この工程には、一般の国民たちも参加し、政庁の中にある大きな厨房で行われた.
主に、akiharu国の野戦食の半分は戦地で調理して食べるタイプのものだ.
これは、兵士たちは運搬に便利だとか、長期間保存できることよりも、一番においしさを重視しているというのが理由である.
吏族と国民たちは「おいしい料理を兵士たちに」と、心を一つに力を合わせ、料理をはじめることにした.

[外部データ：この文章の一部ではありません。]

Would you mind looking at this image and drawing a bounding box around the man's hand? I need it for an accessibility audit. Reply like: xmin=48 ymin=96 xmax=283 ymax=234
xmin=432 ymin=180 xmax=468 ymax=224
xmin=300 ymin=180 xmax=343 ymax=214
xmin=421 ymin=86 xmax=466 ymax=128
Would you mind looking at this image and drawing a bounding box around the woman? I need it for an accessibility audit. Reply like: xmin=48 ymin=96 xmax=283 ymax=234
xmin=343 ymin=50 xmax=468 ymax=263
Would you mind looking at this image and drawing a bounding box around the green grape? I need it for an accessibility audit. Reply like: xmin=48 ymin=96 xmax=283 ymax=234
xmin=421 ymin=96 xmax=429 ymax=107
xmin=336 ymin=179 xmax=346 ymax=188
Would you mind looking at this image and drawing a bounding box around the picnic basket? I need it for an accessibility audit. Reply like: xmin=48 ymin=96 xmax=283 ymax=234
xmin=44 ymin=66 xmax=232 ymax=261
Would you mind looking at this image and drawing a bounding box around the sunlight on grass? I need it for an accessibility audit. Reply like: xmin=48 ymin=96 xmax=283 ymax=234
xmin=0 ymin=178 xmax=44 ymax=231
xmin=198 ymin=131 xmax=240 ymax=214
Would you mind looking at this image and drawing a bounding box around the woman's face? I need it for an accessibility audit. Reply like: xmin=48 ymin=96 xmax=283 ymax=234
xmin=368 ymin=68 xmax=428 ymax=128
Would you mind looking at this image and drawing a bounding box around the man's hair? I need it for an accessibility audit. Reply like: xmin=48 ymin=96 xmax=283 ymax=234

「んー、それにしてもこの肉の山.僕たちは戦地で肉しか食べられないのかい?」
不安がる藩王に、天狐が元気よく答える.
「大丈夫ですよ、藩王さま.他の藩国の人たちと、お弁当の中身を交換し合えばいいじゃないですか.
僕、忌闇さんから聞いたんですけど、我藩国の肉は戦地でも1、2を争うほど美味いと人気だとお聞きしました」
「おおー.いいね.交換会楽しみだなあ.じゃあ、献立に関する不安も無くなったし、さっそく加工をはじめよう.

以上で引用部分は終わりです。